Halophilic Bacteria: Potential Bioinoculants for Sustainable Agriculture and Environment Management Under Salt Stress

  • Anjney Sharma
  • Anukool Vaishnav
  • Hena Jamali
  • Anchal Kumar Srivastava
  • Anil Kumar Saxena
  • Alok Kumar SrivastavaEmail author


Salinity is one of the most critical environmental constraints which cause soil degradation and hampering agricultural production throughout the world. In the present time, a total 831 million hectares of land is affected by salinity. The salinity affects the processes in plant life from its germination to maturation stage. Regulation of phytohormones, root/shoot development, nutrient uptake, and photosynthesis are severely affected by salt stress and ultimately reduce agricultural productions. The loss of agriculture production due to salinization is one of the major constraints to feed to the growing population. High salt levels in the soil limit its agroecological potential and represent a considerable ecological and socioeconomic threat to sustainable development. In this context, the use of halophilic bacteria has been gained a great interest in eco-friendly and sustainable agriculture approach with emphasis on plant growth promotion in salt stress. This chapter paid attention to the use of halophilic bacteria in agriculture system toward producing salt stress-tolerant crops and an understanding the mechanisms of plant and halophilic bacterial interaction. Halophilic bacteria help plants to cope with salinity by supporting them in the restoration of essential activities such as nutrient uptake efficiency, ROS scavenging, and phytohormone production.

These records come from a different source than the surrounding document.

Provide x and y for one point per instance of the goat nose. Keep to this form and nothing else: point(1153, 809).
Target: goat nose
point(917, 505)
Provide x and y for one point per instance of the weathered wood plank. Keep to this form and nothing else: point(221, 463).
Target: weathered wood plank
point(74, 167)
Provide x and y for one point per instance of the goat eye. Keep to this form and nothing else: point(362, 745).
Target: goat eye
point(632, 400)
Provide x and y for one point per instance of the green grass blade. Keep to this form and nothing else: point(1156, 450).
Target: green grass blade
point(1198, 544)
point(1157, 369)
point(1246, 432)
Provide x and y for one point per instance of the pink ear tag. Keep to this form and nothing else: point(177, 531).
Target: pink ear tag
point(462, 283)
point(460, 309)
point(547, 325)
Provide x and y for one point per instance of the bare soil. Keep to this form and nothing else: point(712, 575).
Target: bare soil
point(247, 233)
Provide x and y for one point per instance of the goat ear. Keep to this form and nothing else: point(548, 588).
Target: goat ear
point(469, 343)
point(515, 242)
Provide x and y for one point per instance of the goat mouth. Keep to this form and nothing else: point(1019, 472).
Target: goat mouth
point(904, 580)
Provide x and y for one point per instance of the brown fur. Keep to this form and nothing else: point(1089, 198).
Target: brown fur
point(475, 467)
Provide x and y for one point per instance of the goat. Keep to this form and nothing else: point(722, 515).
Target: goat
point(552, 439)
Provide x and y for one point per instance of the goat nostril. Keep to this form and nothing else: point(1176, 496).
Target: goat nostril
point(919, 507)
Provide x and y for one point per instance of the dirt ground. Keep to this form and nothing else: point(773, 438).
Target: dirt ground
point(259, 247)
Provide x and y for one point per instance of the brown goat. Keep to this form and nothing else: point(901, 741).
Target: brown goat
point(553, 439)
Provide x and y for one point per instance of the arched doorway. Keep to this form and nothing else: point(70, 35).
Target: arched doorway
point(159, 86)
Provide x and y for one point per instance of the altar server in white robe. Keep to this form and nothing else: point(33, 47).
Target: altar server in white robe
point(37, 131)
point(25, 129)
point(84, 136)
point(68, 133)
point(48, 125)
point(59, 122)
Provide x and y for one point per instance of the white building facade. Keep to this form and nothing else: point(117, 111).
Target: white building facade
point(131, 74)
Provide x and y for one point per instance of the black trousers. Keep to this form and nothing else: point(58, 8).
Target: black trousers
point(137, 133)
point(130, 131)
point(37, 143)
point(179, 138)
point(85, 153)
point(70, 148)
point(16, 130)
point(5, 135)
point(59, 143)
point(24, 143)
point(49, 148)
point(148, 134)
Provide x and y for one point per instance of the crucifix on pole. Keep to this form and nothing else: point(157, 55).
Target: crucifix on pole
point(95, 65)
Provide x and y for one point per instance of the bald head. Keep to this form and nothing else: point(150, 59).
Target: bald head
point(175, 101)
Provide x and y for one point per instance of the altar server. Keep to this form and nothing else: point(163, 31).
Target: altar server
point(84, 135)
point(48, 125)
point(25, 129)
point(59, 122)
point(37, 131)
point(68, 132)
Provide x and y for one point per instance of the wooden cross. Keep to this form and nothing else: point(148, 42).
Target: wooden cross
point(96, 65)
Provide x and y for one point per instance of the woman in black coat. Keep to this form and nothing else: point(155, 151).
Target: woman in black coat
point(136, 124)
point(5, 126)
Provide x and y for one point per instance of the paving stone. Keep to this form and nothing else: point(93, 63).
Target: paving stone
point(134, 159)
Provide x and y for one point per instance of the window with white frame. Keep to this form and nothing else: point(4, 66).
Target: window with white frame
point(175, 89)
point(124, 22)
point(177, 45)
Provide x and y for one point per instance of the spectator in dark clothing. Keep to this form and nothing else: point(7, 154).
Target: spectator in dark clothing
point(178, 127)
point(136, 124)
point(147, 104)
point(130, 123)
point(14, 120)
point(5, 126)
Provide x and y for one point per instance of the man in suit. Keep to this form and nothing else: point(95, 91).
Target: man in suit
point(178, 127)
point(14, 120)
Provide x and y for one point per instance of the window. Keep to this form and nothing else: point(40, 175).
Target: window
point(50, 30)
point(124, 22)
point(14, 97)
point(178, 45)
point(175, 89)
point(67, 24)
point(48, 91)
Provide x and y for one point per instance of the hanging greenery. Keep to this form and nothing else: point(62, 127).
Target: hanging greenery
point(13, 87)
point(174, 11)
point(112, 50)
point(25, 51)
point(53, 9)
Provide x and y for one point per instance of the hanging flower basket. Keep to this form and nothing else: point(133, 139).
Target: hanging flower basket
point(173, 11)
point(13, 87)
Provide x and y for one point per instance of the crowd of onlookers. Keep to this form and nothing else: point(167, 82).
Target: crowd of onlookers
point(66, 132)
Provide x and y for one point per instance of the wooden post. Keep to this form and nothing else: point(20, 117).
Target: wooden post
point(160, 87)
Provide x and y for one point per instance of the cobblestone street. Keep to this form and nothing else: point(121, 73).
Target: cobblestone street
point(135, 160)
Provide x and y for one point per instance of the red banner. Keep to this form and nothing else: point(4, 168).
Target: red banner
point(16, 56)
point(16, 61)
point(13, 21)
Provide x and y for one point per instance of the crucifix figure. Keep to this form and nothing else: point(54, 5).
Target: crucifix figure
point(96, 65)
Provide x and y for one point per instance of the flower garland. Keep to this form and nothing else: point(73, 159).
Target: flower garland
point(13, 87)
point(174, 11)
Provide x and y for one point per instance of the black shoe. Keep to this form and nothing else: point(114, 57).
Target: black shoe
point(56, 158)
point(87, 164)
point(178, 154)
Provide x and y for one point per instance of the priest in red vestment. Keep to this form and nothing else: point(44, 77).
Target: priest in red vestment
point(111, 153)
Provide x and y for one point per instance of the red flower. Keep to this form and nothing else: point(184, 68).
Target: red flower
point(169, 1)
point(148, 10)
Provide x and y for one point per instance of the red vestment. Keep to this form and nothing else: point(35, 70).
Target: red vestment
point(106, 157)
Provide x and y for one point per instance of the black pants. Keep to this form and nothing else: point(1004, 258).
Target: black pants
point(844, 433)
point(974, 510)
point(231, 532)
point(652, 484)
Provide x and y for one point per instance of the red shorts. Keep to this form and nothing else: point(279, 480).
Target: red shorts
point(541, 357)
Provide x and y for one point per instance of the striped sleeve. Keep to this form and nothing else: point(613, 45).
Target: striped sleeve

The second part of this chapter describes different enzymatic potentials of halophilic bacteria and their uses in food processing, industrial bioconversions, and bioremediation. After that, a brief outline of characterization of halophilic bacteria by phenotypic, biochemical, chemotaxonomy, and molecular methods is discussed. The exploitation of halophilic bacteria in agriculture is required for environment and human welfare.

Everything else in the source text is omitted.